Le lieu doit correspondre à quelque chose qu’ils ont l’habitude de fréquenter même s’il sera différent des multiplexes où on entre dans une salle et on sort dans la rue d’à côté par les sorties de secours parce que les spectateurs suivants poussent à l’entrée. (…) Et puis, il y a tout ce qui est scolaire. Qui dit amener les jeunes dans les salles de cinéma dit- Les Grignoux à Liège l’ont prouvé depuis des années –  gagner des spectateurs qui, devenus adultes, fréquenteront régulièrement les salles de cinéma. »

 

Luc Dardenne, réalisateur

 

Luc Dardenne, réalisatrice« Avec l’ouverture du Palace, plus de films « art et essai » de qualité pourront sortir et occuper les écrans plus longtemps. Donc, plus de films « art et essai » pourront être montrés et en même temps, on pourra faire circuler des réalisateurs, des réalisatrices, des comédiens, des comédiennes, des chefs op’. Prenons l’exemple d’un cinéaste russe qui vient à Paris pour parler de son film parce que le marché français est plus vaste que le nôtre : on peut lui demander de venir chez nous, à Bruxelles comme à Liège ou à Mons.
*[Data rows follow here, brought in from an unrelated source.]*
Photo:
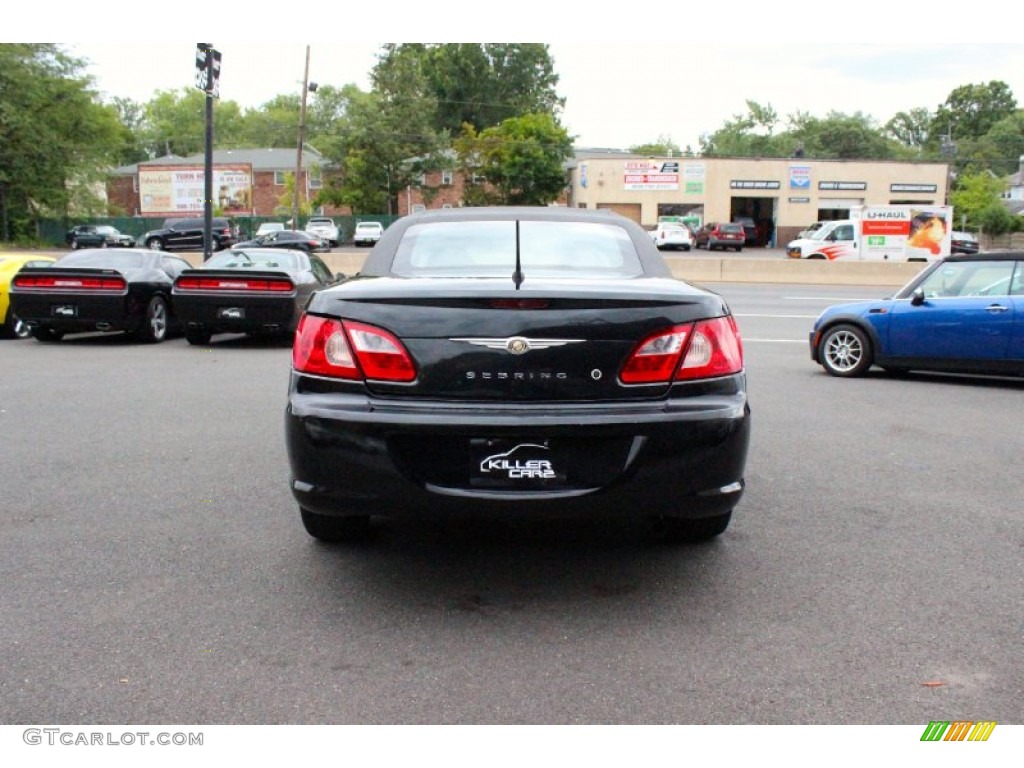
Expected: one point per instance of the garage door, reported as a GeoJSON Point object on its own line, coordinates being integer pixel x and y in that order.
{"type": "Point", "coordinates": [629, 210]}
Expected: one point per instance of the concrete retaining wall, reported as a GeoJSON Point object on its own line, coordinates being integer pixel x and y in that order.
{"type": "Point", "coordinates": [710, 269]}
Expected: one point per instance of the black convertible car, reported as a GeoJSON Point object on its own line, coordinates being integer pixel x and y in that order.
{"type": "Point", "coordinates": [98, 290]}
{"type": "Point", "coordinates": [517, 361]}
{"type": "Point", "coordinates": [253, 291]}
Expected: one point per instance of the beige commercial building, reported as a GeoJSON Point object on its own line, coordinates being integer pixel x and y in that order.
{"type": "Point", "coordinates": [782, 196]}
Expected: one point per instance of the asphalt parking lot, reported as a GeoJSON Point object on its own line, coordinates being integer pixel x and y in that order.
{"type": "Point", "coordinates": [155, 568]}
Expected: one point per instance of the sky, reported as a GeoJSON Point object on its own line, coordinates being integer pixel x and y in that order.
{"type": "Point", "coordinates": [627, 79]}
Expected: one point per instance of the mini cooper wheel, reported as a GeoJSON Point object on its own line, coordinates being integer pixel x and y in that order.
{"type": "Point", "coordinates": [845, 350]}
{"type": "Point", "coordinates": [154, 328]}
{"type": "Point", "coordinates": [334, 529]}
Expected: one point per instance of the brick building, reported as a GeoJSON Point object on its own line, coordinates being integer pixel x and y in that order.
{"type": "Point", "coordinates": [256, 186]}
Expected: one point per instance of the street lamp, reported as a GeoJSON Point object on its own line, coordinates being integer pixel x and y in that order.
{"type": "Point", "coordinates": [307, 88]}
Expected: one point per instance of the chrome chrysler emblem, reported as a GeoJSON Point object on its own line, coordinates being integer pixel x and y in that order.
{"type": "Point", "coordinates": [518, 344]}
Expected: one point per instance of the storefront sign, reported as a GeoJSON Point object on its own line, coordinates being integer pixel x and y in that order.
{"type": "Point", "coordinates": [842, 185]}
{"type": "Point", "coordinates": [753, 184]}
{"type": "Point", "coordinates": [925, 188]}
{"type": "Point", "coordinates": [800, 177]}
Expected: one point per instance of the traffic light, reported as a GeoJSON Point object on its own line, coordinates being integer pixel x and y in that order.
{"type": "Point", "coordinates": [208, 69]}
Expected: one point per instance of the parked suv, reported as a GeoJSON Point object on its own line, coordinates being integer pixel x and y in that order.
{"type": "Point", "coordinates": [368, 232]}
{"type": "Point", "coordinates": [714, 236]}
{"type": "Point", "coordinates": [325, 228]}
{"type": "Point", "coordinates": [186, 235]}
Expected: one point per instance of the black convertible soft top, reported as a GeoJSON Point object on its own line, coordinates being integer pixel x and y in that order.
{"type": "Point", "coordinates": [381, 259]}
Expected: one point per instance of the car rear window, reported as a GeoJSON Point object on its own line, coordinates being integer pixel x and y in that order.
{"type": "Point", "coordinates": [103, 259]}
{"type": "Point", "coordinates": [279, 259]}
{"type": "Point", "coordinates": [487, 249]}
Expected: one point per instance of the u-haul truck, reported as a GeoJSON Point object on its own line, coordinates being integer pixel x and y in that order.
{"type": "Point", "coordinates": [903, 232]}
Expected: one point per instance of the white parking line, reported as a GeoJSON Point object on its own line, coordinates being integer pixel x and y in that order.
{"type": "Point", "coordinates": [781, 316]}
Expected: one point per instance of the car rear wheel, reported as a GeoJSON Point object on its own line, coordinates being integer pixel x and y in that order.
{"type": "Point", "coordinates": [154, 330]}
{"type": "Point", "coordinates": [198, 338]}
{"type": "Point", "coordinates": [845, 350]}
{"type": "Point", "coordinates": [684, 529]}
{"type": "Point", "coordinates": [47, 334]}
{"type": "Point", "coordinates": [333, 529]}
{"type": "Point", "coordinates": [17, 329]}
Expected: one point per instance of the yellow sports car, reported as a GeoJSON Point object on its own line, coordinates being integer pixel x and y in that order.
{"type": "Point", "coordinates": [11, 327]}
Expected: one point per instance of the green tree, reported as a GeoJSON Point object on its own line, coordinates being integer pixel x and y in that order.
{"type": "Point", "coordinates": [910, 128]}
{"type": "Point", "coordinates": [384, 142]}
{"type": "Point", "coordinates": [974, 195]}
{"type": "Point", "coordinates": [521, 160]}
{"type": "Point", "coordinates": [971, 111]}
{"type": "Point", "coordinates": [175, 123]}
{"type": "Point", "coordinates": [57, 139]}
{"type": "Point", "coordinates": [663, 147]}
{"type": "Point", "coordinates": [749, 135]}
{"type": "Point", "coordinates": [476, 83]}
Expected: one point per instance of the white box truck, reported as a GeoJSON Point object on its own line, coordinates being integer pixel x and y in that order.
{"type": "Point", "coordinates": [895, 232]}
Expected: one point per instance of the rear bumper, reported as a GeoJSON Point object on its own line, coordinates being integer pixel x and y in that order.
{"type": "Point", "coordinates": [81, 312]}
{"type": "Point", "coordinates": [232, 313]}
{"type": "Point", "coordinates": [350, 454]}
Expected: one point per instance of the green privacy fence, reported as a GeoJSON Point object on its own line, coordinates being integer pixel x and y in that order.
{"type": "Point", "coordinates": [53, 230]}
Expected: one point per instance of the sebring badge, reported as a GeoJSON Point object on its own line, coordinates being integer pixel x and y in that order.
{"type": "Point", "coordinates": [518, 344]}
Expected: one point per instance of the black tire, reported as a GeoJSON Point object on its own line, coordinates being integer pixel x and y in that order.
{"type": "Point", "coordinates": [846, 351]}
{"type": "Point", "coordinates": [154, 328]}
{"type": "Point", "coordinates": [334, 529]}
{"type": "Point", "coordinates": [17, 329]}
{"type": "Point", "coordinates": [689, 530]}
{"type": "Point", "coordinates": [46, 335]}
{"type": "Point", "coordinates": [198, 338]}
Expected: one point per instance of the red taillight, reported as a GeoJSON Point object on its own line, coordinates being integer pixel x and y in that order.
{"type": "Point", "coordinates": [715, 350]}
{"type": "Point", "coordinates": [712, 348]}
{"type": "Point", "coordinates": [229, 284]}
{"type": "Point", "coordinates": [71, 284]}
{"type": "Point", "coordinates": [656, 357]}
{"type": "Point", "coordinates": [349, 350]}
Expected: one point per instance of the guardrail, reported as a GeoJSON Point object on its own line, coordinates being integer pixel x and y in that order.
{"type": "Point", "coordinates": [706, 269]}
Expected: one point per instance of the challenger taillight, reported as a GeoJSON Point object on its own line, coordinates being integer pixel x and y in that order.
{"type": "Point", "coordinates": [699, 350]}
{"type": "Point", "coordinates": [230, 284]}
{"type": "Point", "coordinates": [349, 350]}
{"type": "Point", "coordinates": [59, 283]}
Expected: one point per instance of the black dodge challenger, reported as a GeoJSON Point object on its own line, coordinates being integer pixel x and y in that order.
{"type": "Point", "coordinates": [99, 290]}
{"type": "Point", "coordinates": [257, 291]}
{"type": "Point", "coordinates": [517, 361]}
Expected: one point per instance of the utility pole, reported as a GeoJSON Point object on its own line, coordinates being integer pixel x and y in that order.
{"type": "Point", "coordinates": [307, 87]}
{"type": "Point", "coordinates": [208, 80]}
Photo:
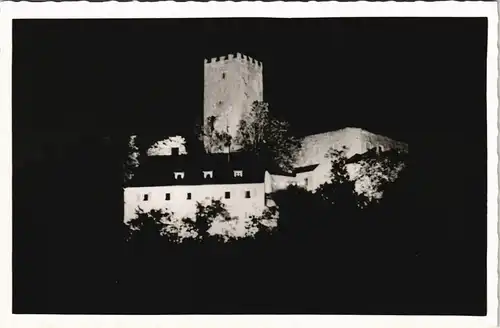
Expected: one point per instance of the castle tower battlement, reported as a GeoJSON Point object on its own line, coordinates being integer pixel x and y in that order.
{"type": "Point", "coordinates": [232, 84]}
{"type": "Point", "coordinates": [222, 60]}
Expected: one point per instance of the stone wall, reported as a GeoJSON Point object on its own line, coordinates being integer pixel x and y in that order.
{"type": "Point", "coordinates": [232, 84]}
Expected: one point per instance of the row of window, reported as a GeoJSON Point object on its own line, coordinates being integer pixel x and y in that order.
{"type": "Point", "coordinates": [208, 174]}
{"type": "Point", "coordinates": [227, 195]}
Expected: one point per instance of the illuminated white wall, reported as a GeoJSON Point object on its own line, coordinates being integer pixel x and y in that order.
{"type": "Point", "coordinates": [164, 147]}
{"type": "Point", "coordinates": [181, 206]}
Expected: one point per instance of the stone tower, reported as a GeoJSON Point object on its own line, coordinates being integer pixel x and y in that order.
{"type": "Point", "coordinates": [232, 84]}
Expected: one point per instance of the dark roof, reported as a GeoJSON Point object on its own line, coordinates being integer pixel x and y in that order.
{"type": "Point", "coordinates": [306, 168]}
{"type": "Point", "coordinates": [159, 170]}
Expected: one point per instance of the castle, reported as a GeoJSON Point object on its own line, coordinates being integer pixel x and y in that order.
{"type": "Point", "coordinates": [171, 178]}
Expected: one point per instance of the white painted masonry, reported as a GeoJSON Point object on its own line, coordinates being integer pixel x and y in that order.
{"type": "Point", "coordinates": [164, 147]}
{"type": "Point", "coordinates": [181, 200]}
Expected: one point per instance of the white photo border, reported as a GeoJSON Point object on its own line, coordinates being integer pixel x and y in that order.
{"type": "Point", "coordinates": [169, 9]}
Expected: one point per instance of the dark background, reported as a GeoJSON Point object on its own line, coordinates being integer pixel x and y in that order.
{"type": "Point", "coordinates": [79, 85]}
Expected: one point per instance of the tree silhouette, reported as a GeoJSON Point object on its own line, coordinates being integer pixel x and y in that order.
{"type": "Point", "coordinates": [268, 137]}
{"type": "Point", "coordinates": [213, 139]}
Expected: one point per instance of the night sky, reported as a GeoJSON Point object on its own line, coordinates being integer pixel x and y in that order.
{"type": "Point", "coordinates": [408, 79]}
{"type": "Point", "coordinates": [418, 80]}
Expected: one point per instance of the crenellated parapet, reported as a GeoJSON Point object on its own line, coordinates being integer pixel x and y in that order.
{"type": "Point", "coordinates": [244, 59]}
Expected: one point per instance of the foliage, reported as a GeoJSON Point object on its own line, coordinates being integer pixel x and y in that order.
{"type": "Point", "coordinates": [377, 170]}
{"type": "Point", "coordinates": [340, 190]}
{"type": "Point", "coordinates": [132, 160]}
{"type": "Point", "coordinates": [265, 135]}
{"type": "Point", "coordinates": [213, 139]}
{"type": "Point", "coordinates": [205, 216]}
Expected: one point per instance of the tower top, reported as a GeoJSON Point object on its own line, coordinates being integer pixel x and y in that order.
{"type": "Point", "coordinates": [234, 57]}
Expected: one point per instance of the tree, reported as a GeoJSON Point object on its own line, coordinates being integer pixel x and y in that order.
{"type": "Point", "coordinates": [213, 139]}
{"type": "Point", "coordinates": [132, 160]}
{"type": "Point", "coordinates": [268, 137]}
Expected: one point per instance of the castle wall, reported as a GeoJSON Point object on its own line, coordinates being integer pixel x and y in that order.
{"type": "Point", "coordinates": [179, 203]}
{"type": "Point", "coordinates": [232, 84]}
{"type": "Point", "coordinates": [164, 147]}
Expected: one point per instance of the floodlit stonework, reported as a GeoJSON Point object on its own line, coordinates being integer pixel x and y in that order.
{"type": "Point", "coordinates": [165, 147]}
{"type": "Point", "coordinates": [232, 84]}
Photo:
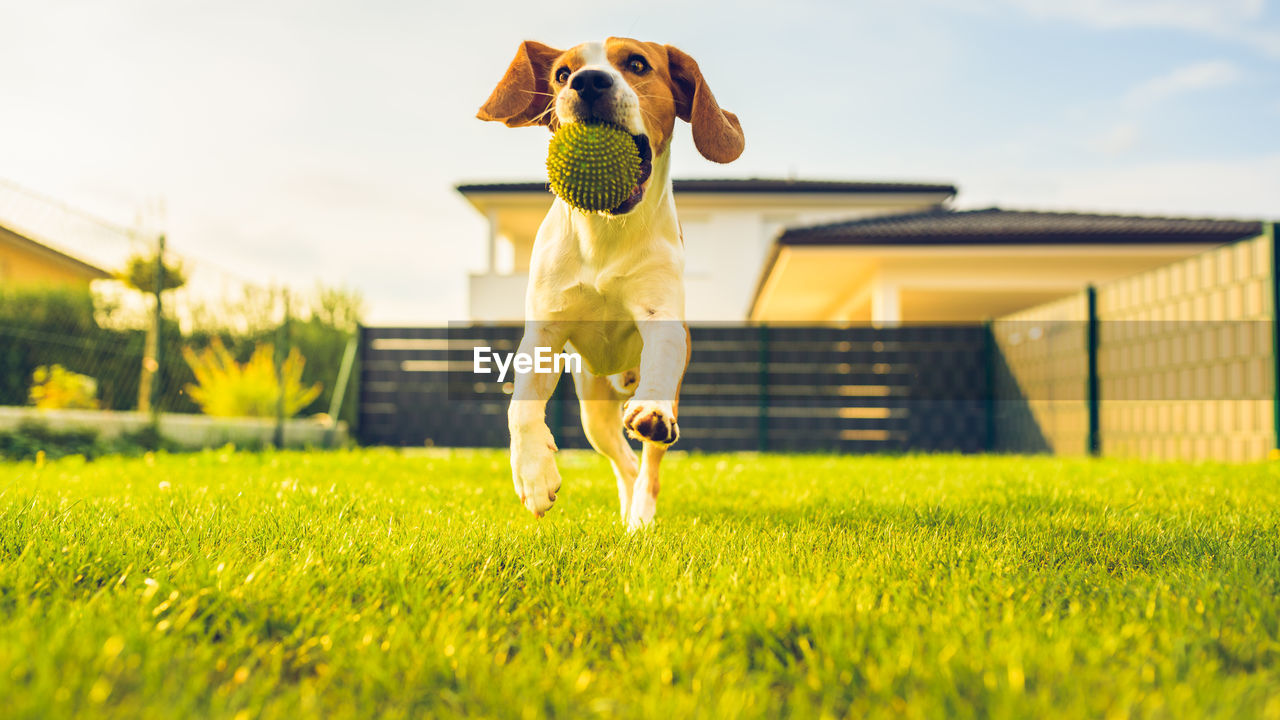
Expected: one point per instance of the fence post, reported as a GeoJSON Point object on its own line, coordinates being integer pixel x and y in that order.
{"type": "Point", "coordinates": [762, 422]}
{"type": "Point", "coordinates": [339, 388]}
{"type": "Point", "coordinates": [1269, 231]}
{"type": "Point", "coordinates": [988, 401]}
{"type": "Point", "coordinates": [282, 352]}
{"type": "Point", "coordinates": [158, 355]}
{"type": "Point", "coordinates": [1095, 438]}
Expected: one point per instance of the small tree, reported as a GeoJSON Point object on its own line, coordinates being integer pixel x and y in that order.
{"type": "Point", "coordinates": [227, 388]}
{"type": "Point", "coordinates": [140, 274]}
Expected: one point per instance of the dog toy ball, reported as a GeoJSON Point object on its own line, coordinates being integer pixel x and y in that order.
{"type": "Point", "coordinates": [593, 165]}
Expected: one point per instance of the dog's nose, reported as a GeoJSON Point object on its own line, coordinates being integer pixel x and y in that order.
{"type": "Point", "coordinates": [592, 83]}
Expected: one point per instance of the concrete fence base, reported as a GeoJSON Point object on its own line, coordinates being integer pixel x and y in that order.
{"type": "Point", "coordinates": [186, 431]}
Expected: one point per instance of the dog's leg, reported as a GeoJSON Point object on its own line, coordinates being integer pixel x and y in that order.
{"type": "Point", "coordinates": [602, 422]}
{"type": "Point", "coordinates": [650, 415]}
{"type": "Point", "coordinates": [533, 449]}
{"type": "Point", "coordinates": [644, 499]}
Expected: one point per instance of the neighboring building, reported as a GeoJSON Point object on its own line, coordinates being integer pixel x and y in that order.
{"type": "Point", "coordinates": [946, 265]}
{"type": "Point", "coordinates": [28, 263]}
{"type": "Point", "coordinates": [728, 227]}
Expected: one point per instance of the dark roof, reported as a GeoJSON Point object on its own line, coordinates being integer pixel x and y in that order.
{"type": "Point", "coordinates": [749, 185]}
{"type": "Point", "coordinates": [1019, 227]}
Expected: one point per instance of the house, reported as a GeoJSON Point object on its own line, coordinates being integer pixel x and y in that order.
{"type": "Point", "coordinates": [28, 263]}
{"type": "Point", "coordinates": [728, 227]}
{"type": "Point", "coordinates": [945, 265]}
{"type": "Point", "coordinates": [881, 253]}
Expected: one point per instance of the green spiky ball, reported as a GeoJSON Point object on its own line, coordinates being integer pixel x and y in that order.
{"type": "Point", "coordinates": [593, 167]}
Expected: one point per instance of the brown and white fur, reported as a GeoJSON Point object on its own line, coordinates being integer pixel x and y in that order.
{"type": "Point", "coordinates": [609, 285]}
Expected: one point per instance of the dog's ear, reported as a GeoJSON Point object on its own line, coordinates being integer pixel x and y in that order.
{"type": "Point", "coordinates": [524, 96]}
{"type": "Point", "coordinates": [717, 133]}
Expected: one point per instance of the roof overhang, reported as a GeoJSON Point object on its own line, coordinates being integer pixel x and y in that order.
{"type": "Point", "coordinates": [56, 256]}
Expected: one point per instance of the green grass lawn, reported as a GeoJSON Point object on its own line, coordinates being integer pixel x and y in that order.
{"type": "Point", "coordinates": [389, 584]}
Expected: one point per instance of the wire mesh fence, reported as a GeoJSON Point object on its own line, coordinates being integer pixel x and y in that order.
{"type": "Point", "coordinates": [90, 320]}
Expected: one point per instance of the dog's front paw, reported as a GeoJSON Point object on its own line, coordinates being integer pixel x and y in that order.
{"type": "Point", "coordinates": [652, 420]}
{"type": "Point", "coordinates": [533, 469]}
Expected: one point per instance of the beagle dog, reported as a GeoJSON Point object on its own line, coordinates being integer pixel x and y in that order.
{"type": "Point", "coordinates": [609, 285]}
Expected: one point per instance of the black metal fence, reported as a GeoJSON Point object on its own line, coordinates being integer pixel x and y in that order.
{"type": "Point", "coordinates": [776, 387]}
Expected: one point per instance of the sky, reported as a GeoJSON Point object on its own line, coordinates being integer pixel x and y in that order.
{"type": "Point", "coordinates": [316, 141]}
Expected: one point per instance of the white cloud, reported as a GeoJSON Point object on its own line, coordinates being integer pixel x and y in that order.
{"type": "Point", "coordinates": [1244, 187]}
{"type": "Point", "coordinates": [1119, 139]}
{"type": "Point", "coordinates": [1235, 21]}
{"type": "Point", "coordinates": [1127, 133]}
{"type": "Point", "coordinates": [1189, 78]}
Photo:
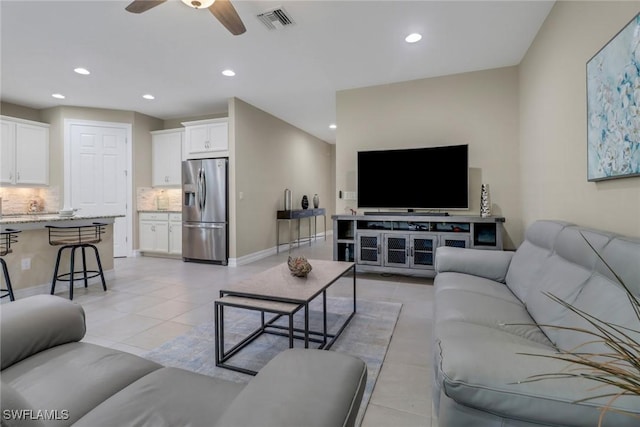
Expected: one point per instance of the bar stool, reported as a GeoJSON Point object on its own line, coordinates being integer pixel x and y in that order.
{"type": "Point", "coordinates": [72, 238]}
{"type": "Point", "coordinates": [8, 236]}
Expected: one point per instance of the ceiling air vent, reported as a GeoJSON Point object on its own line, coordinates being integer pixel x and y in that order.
{"type": "Point", "coordinates": [275, 19]}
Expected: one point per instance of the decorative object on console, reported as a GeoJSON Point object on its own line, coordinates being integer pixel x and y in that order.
{"type": "Point", "coordinates": [287, 199]}
{"type": "Point", "coordinates": [299, 266]}
{"type": "Point", "coordinates": [485, 201]}
{"type": "Point", "coordinates": [612, 126]}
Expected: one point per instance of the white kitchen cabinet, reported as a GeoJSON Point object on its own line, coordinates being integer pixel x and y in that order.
{"type": "Point", "coordinates": [24, 152]}
{"type": "Point", "coordinates": [175, 234]}
{"type": "Point", "coordinates": [154, 232]}
{"type": "Point", "coordinates": [166, 165]}
{"type": "Point", "coordinates": [206, 138]}
{"type": "Point", "coordinates": [160, 233]}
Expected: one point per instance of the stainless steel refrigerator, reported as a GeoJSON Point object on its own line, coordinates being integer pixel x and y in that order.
{"type": "Point", "coordinates": [205, 217]}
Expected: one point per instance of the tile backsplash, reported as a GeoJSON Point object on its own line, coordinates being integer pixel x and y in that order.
{"type": "Point", "coordinates": [18, 200]}
{"type": "Point", "coordinates": [152, 199]}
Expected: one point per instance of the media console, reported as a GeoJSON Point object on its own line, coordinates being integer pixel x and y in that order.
{"type": "Point", "coordinates": [407, 244]}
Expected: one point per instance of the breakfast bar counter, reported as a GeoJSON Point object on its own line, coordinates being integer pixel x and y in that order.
{"type": "Point", "coordinates": [41, 220]}
{"type": "Point", "coordinates": [32, 260]}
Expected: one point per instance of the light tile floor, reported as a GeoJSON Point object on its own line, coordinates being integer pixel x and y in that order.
{"type": "Point", "coordinates": [152, 300]}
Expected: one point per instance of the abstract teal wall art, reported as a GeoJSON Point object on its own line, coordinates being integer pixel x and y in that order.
{"type": "Point", "coordinates": [613, 107]}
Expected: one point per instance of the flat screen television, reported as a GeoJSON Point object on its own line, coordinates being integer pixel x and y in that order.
{"type": "Point", "coordinates": [415, 178]}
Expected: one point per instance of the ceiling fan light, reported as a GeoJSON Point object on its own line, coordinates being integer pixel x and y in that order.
{"type": "Point", "coordinates": [413, 38]}
{"type": "Point", "coordinates": [198, 4]}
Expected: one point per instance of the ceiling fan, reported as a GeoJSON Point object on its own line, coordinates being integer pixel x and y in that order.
{"type": "Point", "coordinates": [223, 10]}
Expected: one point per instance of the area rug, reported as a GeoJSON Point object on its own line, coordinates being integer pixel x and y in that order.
{"type": "Point", "coordinates": [367, 336]}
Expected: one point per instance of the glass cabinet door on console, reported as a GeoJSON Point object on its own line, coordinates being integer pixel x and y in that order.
{"type": "Point", "coordinates": [368, 249]}
{"type": "Point", "coordinates": [396, 250]}
{"type": "Point", "coordinates": [423, 251]}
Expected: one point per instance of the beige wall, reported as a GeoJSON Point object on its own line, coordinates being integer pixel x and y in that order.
{"type": "Point", "coordinates": [479, 109]}
{"type": "Point", "coordinates": [553, 124]}
{"type": "Point", "coordinates": [271, 155]}
{"type": "Point", "coordinates": [20, 112]}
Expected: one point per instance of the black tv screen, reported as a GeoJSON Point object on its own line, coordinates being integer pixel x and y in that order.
{"type": "Point", "coordinates": [416, 178]}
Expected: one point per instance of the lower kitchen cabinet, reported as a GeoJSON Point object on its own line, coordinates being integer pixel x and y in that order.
{"type": "Point", "coordinates": [160, 233]}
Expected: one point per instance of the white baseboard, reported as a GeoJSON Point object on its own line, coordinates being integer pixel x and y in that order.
{"type": "Point", "coordinates": [256, 256]}
{"type": "Point", "coordinates": [45, 288]}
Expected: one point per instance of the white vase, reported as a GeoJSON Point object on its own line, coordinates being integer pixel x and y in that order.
{"type": "Point", "coordinates": [485, 201]}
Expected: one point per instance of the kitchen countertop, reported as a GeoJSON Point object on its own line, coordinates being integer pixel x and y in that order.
{"type": "Point", "coordinates": [40, 220]}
Souviens-toi quand Scorsese est venu à Paris, il est tout de même venu à la Cinémathèque présenter son film [Gangs of New-York]. C’est un coup de chance (lié à des amitiés que certaines personnes avaient avec Scorsese) mais cela peut devenir une pratique courante. Avec le réseau « art et essai » en place en Belgique du côté francophone et flamand, on pourrait avoir des connexions nous permettant de faire circuler ces gens. »

 

Jean-Pierre Dardenne, réalisateurJean-Pierre Dardenne, réalisateur

On a pu remarquer que Les Grignoux avec Ecran large sur écran noir font un travail d’éducation au cinéma qui est reconnu dans la plupart des pays d’Europe. Cela peut paraître un peu prétentieux mais le cinéma rend les jeunes spectateurs un peu plus intelligents, même s’il leur arrive d’avoir des réactions hostiles vis-à-vis de certains films. Mais c’est bien aussi, lorsqu’on est jeune, d’avoir des réactions hostiles à l’égard de choses qu’on te propose. Cela va laisser des traces dans ta vie d’adulte que tu le veuilles ou non, de toutes les façons. Je le vois à travers notre expérience de jeunesse même si ce n’était pas la même puisque c’était à travers des ciné-clubs : le fait que l’école nous ait envoyés voir des films que nous ne serions pas allés voir seuls nous a aidés dans notre vie d’hommes et de femmes. Je sais bien que cette expérience a laissé des traces durables et pas seulement parce qu’on est devenu cinéastes.»